Edit: this was sarcasm, and so is the artıcle's tıtle.

[-] RGB3x3@lemmy.world 21 points 6 months ago

That’s exactly why people love web programming so much. There’s always a challenge.

Ha, I swear, this must be sarcasm.

Great article nonetheless!

[-] AnarchistArtificer@slrpnk.net 8 points 6 months ago

Haha yeah, I get what you mean. I think the author might mean "people who actively choose to do primarily web programming", and isn't being sarcastic. It's baffling to me too, but I am glad that this subsection of odd challenge seekers exist, even if I can't fathom people genuinely loving web programming.

[-] Anticorp@lemmy.world 11 points 6 months ago

Centering with CSS hasn't been a problem since the death of IE in like 2016. That's 8 years ago.

[-] ChaoticNeutralCzech@feddit.de 5 points 6 months ago

Have you read the article?

[-] almost1337@lemm.ee 1 points 6 months ago* (last edited 6 months ago)
[-] themusicman@lemmy.world 6 points 6 months ago* (last edited 6 months ago)

The dark mode on this site... Hardest I've laughed in a while. A+ trolling

Edit: only works on desktop by the looks

[-] onlinepersona@programming.dev 5 points 6 months ago

CSS! Who would've thought?

Always the same culprit.

Anti Commercial-AI license

[-] spartanatreyu@programming.dev 4 points 6 months ago

It seemed pretty clear to me that the article states that css is doing it's job and it's actually fonts that are the problem

[-] Beetschnapps@lemmy.world 2 points 6 months ago

Meanwhile in reality css totally confounds the well paid experts in c# and the whole world suffers.

But yea fonts…

[-] onlinepersona@programming.dev 0 points 6 months ago

Like the other dude, I didn't get through a quarter of that article because of the stupid mouse pointer trolling. It seemed like a joke article, so I left a joke comment.

Anti Commercial-AI license

[-] pkill@programming.dev 3 points 6 months ago

thought Saint Terry A. Davis already pointed out what actually is the hardest problem in CS

[-] kralk@lemm.ee 2 points 6 months ago

I know very little about this subject - is this guy right?

[-] ChaoticNeutralCzech@feddit.de 1 points 6 months ago

Look at the pictures of bad examples. If at least half of them mildly infuriate you, he's right. I disagree with icons-in-a-text-file with him because in a pinch (when you care so little about the font that you just use sans-serif), Unicode icons look passable if you overlook the platform inconsistencies. Of course, there is no gear icon but what are you gonna do about it? The ⚙️ emoji is close enough.

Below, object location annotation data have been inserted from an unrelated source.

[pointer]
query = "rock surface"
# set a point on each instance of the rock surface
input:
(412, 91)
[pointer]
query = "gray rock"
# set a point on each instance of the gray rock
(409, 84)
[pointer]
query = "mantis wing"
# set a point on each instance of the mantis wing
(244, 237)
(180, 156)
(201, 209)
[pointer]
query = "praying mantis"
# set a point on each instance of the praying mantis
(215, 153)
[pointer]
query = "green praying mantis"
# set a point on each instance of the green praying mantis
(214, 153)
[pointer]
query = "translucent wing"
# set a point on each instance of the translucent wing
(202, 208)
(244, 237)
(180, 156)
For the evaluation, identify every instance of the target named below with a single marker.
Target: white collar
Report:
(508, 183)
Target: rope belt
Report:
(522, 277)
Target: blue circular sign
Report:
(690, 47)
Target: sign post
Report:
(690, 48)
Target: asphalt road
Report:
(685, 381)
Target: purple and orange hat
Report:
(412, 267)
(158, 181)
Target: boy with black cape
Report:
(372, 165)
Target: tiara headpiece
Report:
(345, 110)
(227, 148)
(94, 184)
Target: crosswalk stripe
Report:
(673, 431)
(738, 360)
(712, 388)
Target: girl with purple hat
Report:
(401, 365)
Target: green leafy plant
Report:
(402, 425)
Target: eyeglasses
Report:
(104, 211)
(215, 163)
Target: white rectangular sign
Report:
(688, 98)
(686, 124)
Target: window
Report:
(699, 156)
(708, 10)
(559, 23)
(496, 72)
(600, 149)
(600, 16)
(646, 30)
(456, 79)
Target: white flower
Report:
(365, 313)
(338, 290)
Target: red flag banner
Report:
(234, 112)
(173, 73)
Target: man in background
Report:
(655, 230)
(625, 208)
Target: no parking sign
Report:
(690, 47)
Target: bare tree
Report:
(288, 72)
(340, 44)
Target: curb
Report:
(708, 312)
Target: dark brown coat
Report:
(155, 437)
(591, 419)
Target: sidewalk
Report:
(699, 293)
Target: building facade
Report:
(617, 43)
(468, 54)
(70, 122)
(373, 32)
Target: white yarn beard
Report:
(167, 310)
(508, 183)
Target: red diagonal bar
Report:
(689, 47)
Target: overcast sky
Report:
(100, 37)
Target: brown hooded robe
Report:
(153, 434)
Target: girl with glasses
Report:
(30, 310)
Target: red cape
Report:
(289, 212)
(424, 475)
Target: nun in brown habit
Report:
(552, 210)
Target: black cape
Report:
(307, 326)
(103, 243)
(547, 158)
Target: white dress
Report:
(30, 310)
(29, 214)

[-] pantyhosewimp@lemmynsfw.com -1 points 6 months ago

No. It’s a joke. Proper computer science is not about this level of computer programming. Computer science is more a field of mathematics that studies the computability of things. Like making the traveling salesman problem more efficient. Or how to most efficiently determine if a giant number is prime. Or how to scramble a message such that it is unduly difficult to unscramble without a key factor.

[-] Anticorp@lemmy.world -4 points 6 months ago

At one point about 15 years ago he would have been right. Now? No, he is wrong.